A further Crown witness from the Office of Treaty Settlements conceded that to sell down shares in the power companies, when Maori rights to water and geothermal resources had not yet been determined, would be a breach of the Treaty.

The Crown has consulted directly with some, but not all, iwi and not with hapu. The interests of those Maori who already have balance sheets and those who do not starts to diverge.

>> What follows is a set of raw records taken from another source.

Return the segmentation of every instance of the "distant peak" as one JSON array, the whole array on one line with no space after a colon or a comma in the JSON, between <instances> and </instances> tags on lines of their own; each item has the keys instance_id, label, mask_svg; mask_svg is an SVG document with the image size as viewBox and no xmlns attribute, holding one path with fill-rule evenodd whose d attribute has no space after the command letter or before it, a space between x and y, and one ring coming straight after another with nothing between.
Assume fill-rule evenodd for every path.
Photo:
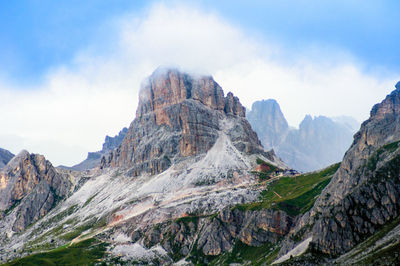
<instances>
[{"instance_id":1,"label":"distant peak","mask_svg":"<svg viewBox=\"0 0 400 266\"><path fill-rule=\"evenodd\" d=\"M25 157L29 155L29 152L27 150L22 150L17 154L17 157Z\"/></svg>"}]
</instances>

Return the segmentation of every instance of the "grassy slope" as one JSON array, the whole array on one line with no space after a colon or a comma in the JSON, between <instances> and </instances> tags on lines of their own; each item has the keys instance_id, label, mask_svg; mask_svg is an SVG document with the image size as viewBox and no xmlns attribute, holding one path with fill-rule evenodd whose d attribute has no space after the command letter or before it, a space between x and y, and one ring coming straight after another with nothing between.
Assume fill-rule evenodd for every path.
<instances>
[{"instance_id":1,"label":"grassy slope","mask_svg":"<svg viewBox=\"0 0 400 266\"><path fill-rule=\"evenodd\" d=\"M272 183L268 190L262 192L260 202L238 205L237 208L243 210L279 208L288 212L289 215L306 212L312 207L322 189L329 183L339 165L335 164L322 171L296 177L283 177ZM183 219L197 218L185 217ZM70 247L63 246L52 251L18 259L6 265L91 265L97 259L104 257L105 250L106 244L95 239L89 239ZM250 247L237 241L231 252L219 257L210 257L209 262L214 265L228 265L233 262L251 262L252 265L269 264L275 259L278 251L277 245L267 243L261 247Z\"/></svg>"},{"instance_id":2,"label":"grassy slope","mask_svg":"<svg viewBox=\"0 0 400 266\"><path fill-rule=\"evenodd\" d=\"M304 213L313 206L316 197L328 185L339 166L337 163L319 172L280 178L262 192L259 202L238 205L237 208L243 210L278 208L288 212L289 215Z\"/></svg>"}]
</instances>

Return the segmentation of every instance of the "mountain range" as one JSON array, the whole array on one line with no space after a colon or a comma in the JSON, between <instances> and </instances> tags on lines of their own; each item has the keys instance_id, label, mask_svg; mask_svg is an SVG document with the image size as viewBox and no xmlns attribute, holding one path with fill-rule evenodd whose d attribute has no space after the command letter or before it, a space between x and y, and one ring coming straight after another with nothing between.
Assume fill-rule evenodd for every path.
<instances>
[{"instance_id":1,"label":"mountain range","mask_svg":"<svg viewBox=\"0 0 400 266\"><path fill-rule=\"evenodd\" d=\"M157 69L122 142L95 168L22 151L0 171L0 261L400 263L400 83L341 163L306 174L266 151L245 113L212 77Z\"/></svg>"},{"instance_id":2,"label":"mountain range","mask_svg":"<svg viewBox=\"0 0 400 266\"><path fill-rule=\"evenodd\" d=\"M247 119L265 148L274 149L284 162L301 172L340 162L359 127L351 117L307 115L299 128L293 129L273 99L253 103Z\"/></svg>"},{"instance_id":3,"label":"mountain range","mask_svg":"<svg viewBox=\"0 0 400 266\"><path fill-rule=\"evenodd\" d=\"M8 150L0 148L0 169L6 166L6 164L14 157L14 154Z\"/></svg>"}]
</instances>

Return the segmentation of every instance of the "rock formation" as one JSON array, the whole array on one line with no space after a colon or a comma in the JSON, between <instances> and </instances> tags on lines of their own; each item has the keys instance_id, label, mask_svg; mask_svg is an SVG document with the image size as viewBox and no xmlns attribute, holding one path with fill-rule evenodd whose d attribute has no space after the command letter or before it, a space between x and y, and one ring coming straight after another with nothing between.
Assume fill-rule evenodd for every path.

Yet the Paki case in the Supreme Court that I wrote about on July 9 found that the section of riverbed claimed by the hapu had not been vested in the Crown, leaving the door open for recognition of hapu rights and interests. This was a hapu and not an iwi. The crux of the issue is what is meant by "ownership" and how rights to fresh water are managed and allocated. In the tribunal, the Maori Council argues that the Crown has effectively assumed ownership of water by establishing and controlling the water use rights regime under the Resource Management Act 1991.

The Crown has assumed the right to grant resource consents for water permits. And now the Crown, as a non-owner, will commercially benefit from those control rights under the proposed partial sale of the state-owned power companies.

These energy SOEs hold various water consents relating to power generation. A 2005 High Court decision (Aoraki Water Trust v Meridian Energy) held in effect that water consents are akin to property rights in water because in many cases they grant exclusive rights to use that water resource. And these are consents that run for up to 35 years.

However the Crown decides to settle Maori claims to water, these existing consents will be difficult, if not impossible, to disturb.

Tribunal presiding officer Chief Judge Wilson Issac asked pointed questions of Crown witnesses about the reliance of the energy SOEs on these water rights. The fact is that energy SOEs, and their Government shareholder, derive significant commercial advantages from the consent regime. Yet the claimants argue that there is little quid pro quo for iwi and hapu that claim rights akin to ownership of these waterways.

You cannot challenge Parliament's right to enact laws such as the Resource Management Act in the courts but you can in the Waitangi Tribunal, as a breach of the Treaty.

The unenviable position for the Crown to navigate is that there have been acknowledgments by the Government, and a legal history that recognises various forms of property rights and interests held by Maori in water. Any recommendations the tribunal makes, even if non-binding, will likely force the Crown to deal with the existing legal precedent.

Mai Chen, author of Public Law Toolbox, is a partner in Chen Palmer which advises clients on Waitangi Tribunal claims.